Há uma interacção musical através de diálogos e improvisações. O João foi respondendo positivamente, com um ou outro olhar desviado durante a actividade o que, embora seja considerado normal, implica o recomeço da terapeuta na captação da sua atenção.

A sessão chega ao fim. O João recebe a mãe na sala, que se senta e o afaga, juntamente com Margarida e um outro menino que aguarda pela sua vez. A mãe do João e a sua terapeuta partilham a alegria do menino com o aproveitamento positivo da sessão. Mãe e filho vão embora, agora para casa, até ao próximo encontro.

Um passado presente

A musicoterapia tem as suas raízes na sabedoria cujas origens se perderam no tempo. O homem antigo desconhecia métodos organizados de "terapia de sons". Mas, na verdade, nem precisava deles, pois conhecia espontaneamente a sua influência. O terror provocado pelos trovões, a tranquilidade do ruído da chuva fina, as melodias produzidas pelos pássaros, o som de uma flauta, são exemplos de sentimentos e efeitos inexplicáveis que sempre atraíram e exerceram forte influência sobre o ser humano.

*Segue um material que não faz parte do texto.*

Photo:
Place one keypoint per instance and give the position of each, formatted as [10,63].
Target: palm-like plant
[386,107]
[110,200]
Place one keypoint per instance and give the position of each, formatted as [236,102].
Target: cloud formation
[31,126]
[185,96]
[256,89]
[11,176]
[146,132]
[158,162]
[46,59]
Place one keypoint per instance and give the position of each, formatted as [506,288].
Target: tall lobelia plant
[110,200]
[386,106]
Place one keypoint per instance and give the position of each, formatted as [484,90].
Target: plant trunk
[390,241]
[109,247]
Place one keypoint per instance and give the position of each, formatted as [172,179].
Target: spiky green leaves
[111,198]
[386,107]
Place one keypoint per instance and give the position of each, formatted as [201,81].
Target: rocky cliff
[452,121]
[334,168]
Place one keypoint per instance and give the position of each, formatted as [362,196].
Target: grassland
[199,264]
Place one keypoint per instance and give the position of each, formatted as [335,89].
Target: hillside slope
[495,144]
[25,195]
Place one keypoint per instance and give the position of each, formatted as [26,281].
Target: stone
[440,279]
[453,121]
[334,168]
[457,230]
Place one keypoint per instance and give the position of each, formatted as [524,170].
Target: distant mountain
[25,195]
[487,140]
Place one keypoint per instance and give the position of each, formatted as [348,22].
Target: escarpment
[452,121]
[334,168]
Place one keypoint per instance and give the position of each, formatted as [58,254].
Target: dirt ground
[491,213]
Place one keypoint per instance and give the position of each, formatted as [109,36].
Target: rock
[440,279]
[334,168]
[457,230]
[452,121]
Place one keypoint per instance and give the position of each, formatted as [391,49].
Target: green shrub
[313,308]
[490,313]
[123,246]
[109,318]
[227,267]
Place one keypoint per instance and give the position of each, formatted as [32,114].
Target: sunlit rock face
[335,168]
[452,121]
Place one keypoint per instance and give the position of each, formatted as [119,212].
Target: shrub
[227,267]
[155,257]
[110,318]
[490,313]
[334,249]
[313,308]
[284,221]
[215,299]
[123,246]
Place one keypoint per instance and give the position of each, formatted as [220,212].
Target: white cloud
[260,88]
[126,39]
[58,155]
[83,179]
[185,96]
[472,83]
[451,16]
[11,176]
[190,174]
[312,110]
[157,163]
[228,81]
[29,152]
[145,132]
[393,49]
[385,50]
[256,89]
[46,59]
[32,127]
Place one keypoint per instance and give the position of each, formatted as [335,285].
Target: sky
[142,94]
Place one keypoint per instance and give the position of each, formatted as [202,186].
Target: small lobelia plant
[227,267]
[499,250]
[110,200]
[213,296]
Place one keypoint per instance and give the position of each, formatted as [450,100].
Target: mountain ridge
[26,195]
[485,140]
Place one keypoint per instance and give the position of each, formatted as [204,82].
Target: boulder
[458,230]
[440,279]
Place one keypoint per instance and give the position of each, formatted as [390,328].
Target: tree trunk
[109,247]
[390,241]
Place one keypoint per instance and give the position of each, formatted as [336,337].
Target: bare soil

Segundo a definição aprovada pela Federação Mundial de Musicoterapia, "a musicoterapia tem por objectivo desenvolver potenciais e/ou restaurar funções do indivíduo, a fim de melhorar a sua integração intrapessoal e/ou interpessoal e, em consequência, adquirir uma melhor qualidade de prevenção, reabilitação ou tratamento".

Além disso, numa altura em que somos tão prejudicados pelo barulho, por sons agressivos, pela música dissonante ouvida em volume demasiado alto, a musicoterapia torna-se cada vez mais necessária, dada a incontestável e enorme influência da música e dos sons no equilíbrio do ser humano e em aspectos como: o ritmo cardíaco, a pressão arterial, o equilíbrio térmico, o metabolismo geral, o volume de sangue, a secreção do suco gástrico, entre outros.

A Associação Portuguesa de Musicoterapia (APMT) é uma organização sem fins lucrativos que congrega profissionais de musicoterapia. Segundo Gabriela Gil, vice-presidente da APMT, ainda há muito por fazer: "É preciso lutar pelo reconhecimento oficial da musicoterapia em Portugal, investir na seriedade do exercício da profissão, colaborar com instituições públicas e privadas na definição e concretização de políticas no âmbito da musicoterapia, fomentar o intercâmbio e a difusão de experiências entre os indivíduos e as instituições interessadas em musicoterapia, no país e no estrangeiro".

Para isso, esta organização vai desenvolvendo diversas actividades como seminários, congressos,’ workshops’, sem esquecer a tentativa de dar resposta aos inúmeros pedidos de informação sobre musicoterapia, por e-mail ou por telefone. Permanente será a luta pelo exercício da musicoterapia com seriedade e por profissionais com habilitações adequadas e o empenho em colaborar em iniciativas de divulgação, informação e encaminhamento de serviços na área de Musicoterapia.